Fue ese mismo día, al salir de clase, que un profesor en concreto le paró. Fue el único que no le prestó nada de dinero, diciendo que no podía hacer nada. Pero en ese momento le dijo que podía echarle una mano. Pidió que el niño le siguiese hasta su despacho, y así hizo. Cualquier ayuda que le pudiesen dar era bienvenida. Lo único que le preocupaba era que su padre tendría que esperar un poco más para salir a recaudar dinero. Pero esperaba poder conseguir algo a cambio que lo compensase.
Ese profesor no era uno cualquiera. Era el que a los padres más raro se les hacía, y era el que más simpático le parecía a los niños. Por este motivo, al chiquillo le preocupó que no pudiese ayudarle en un principio, pero si luego acudió a él personalmente, su pequeña fe se vio restablecida.
Al entrar a su despacho, dicho profesor cerró la puerta y le ofreció al pequeño en problemas un paquete. Era más o menos del tamaño de dos cebollas grandes. Estaba envuelto en seda fina, pero muy opaca. No se podía saber qué había en su interior. El ruido que hacía al moverse era como de arena, o harina.
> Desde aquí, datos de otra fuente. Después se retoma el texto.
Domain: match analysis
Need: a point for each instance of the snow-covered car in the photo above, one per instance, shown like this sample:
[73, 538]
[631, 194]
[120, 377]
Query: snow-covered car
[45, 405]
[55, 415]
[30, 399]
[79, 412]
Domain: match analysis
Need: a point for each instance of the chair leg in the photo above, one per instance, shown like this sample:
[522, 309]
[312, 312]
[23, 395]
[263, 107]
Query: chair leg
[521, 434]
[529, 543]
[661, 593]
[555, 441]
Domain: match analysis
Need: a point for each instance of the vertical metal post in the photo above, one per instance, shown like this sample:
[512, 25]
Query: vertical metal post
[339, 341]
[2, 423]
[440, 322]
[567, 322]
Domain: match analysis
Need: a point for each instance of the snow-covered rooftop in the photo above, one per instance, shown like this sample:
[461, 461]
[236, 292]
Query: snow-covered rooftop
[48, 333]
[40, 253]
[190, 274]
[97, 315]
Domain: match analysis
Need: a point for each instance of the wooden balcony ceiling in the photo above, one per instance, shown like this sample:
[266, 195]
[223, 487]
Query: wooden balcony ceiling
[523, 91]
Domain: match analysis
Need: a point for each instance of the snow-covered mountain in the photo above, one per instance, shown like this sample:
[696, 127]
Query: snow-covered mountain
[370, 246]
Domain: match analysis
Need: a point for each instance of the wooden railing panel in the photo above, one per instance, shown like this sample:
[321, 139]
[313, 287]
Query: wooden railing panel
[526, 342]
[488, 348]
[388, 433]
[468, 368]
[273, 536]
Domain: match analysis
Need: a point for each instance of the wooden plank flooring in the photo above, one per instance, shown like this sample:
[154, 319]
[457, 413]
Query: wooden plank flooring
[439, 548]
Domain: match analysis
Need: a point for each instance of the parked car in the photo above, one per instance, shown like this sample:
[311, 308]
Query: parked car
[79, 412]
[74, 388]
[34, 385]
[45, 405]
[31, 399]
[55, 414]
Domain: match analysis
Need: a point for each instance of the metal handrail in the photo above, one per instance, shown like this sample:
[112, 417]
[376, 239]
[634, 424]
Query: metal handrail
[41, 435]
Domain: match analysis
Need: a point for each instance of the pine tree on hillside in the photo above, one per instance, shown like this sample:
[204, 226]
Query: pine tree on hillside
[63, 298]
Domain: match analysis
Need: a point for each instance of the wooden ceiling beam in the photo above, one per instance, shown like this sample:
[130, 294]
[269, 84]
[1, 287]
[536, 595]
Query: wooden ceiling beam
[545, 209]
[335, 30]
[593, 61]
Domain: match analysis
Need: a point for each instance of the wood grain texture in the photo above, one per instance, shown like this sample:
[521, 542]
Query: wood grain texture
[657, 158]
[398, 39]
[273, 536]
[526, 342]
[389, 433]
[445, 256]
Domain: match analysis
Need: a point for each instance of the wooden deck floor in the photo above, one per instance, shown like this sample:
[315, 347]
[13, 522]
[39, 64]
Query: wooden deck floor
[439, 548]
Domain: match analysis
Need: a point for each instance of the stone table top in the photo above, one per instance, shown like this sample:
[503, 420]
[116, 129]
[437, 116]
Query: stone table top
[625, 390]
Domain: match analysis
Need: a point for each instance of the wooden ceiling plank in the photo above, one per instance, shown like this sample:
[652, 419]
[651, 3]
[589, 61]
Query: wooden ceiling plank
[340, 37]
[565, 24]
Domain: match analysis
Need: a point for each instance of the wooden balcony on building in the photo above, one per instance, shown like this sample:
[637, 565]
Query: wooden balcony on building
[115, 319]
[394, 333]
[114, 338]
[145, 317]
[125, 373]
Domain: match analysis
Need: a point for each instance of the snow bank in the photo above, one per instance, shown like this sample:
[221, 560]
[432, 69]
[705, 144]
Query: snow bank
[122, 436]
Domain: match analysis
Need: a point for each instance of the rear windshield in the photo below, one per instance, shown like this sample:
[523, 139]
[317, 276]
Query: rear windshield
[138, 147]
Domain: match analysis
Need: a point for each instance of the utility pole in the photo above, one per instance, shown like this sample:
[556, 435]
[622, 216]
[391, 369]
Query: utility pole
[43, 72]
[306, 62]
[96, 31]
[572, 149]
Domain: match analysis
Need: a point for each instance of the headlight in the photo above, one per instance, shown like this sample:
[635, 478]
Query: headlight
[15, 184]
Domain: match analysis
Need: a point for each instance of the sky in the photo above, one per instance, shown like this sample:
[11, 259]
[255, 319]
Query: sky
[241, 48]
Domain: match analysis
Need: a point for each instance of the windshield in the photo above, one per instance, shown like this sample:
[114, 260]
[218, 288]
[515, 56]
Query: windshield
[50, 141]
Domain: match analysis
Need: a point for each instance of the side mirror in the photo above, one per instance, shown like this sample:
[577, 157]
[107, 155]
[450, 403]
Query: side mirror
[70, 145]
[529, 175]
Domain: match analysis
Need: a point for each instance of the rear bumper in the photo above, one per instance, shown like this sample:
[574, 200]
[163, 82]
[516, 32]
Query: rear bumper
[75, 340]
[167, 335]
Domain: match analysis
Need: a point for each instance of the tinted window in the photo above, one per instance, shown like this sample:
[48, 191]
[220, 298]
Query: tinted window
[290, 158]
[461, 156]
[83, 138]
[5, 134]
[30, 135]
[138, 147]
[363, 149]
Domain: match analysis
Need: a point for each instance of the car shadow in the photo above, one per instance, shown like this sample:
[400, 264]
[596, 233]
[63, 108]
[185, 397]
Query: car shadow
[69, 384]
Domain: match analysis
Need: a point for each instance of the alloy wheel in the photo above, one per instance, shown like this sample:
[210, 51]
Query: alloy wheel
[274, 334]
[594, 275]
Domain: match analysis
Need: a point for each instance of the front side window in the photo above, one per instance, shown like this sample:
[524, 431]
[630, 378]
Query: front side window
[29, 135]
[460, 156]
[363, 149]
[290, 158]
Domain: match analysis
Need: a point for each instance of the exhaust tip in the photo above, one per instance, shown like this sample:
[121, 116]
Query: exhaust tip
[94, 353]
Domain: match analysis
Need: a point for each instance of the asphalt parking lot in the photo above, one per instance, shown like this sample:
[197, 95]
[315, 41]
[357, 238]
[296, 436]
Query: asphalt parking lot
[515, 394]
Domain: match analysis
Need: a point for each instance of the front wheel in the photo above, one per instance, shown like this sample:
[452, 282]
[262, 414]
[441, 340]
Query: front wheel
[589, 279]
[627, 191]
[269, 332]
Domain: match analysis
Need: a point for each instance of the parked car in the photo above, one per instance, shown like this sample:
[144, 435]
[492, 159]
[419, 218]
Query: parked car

Cuando sostuvo ese paquete, el profesor le dijo que se lo tenía que entregar a una persona a las siete y media de la noche ese mismo día, en cierta dirección que le adjuntó. Pero también le dijo que tenía que prometer que no le contaría a absolutamente nadie lo que estaba pasando ni lo que iba a hacer, que dijese que se va a ver con él y no con un extraño.
El niño, aún confuso, aceptó. No sin antes preguntar cómo le iba a ayudar eso. A lo que respondió su profesor:
—La persona con la que te vas a ver tiene mucho dinero, y lo que le vas a dar también lo vale. Le da igual quién se lo dé mientras sea lo que pide, así que te va a pagar muy bien. Solo... Cuídate, y promete que no le dirás esto a nadie.El chiquillo no dijo otra palabra más, simplemente asintió con la cabeza y se fue por la puerta del despacho tras guardar el paquete en su mochila.
Regresó a casa unos cincuenta minutos más tarde de lo normal, y se encontró a su padre llorando en el suelo. El niño se temía lo peor. Dejó la mochila en el suelo y fue corriendo a ver a su madre.
Seguía viva. Un poco peor que el día anterior, como ya estaba pasando regularmente, pero seguía viva. Le preguntó a su padre por qué estaba llorando, y este le dijo que habían robado todo el dinero que tenían ahorrado.
Esta vez, su hijo no lloró. No se cayó al suelo. Apretó los puños y le juró a su padre que traería a mamá a esos alegres días.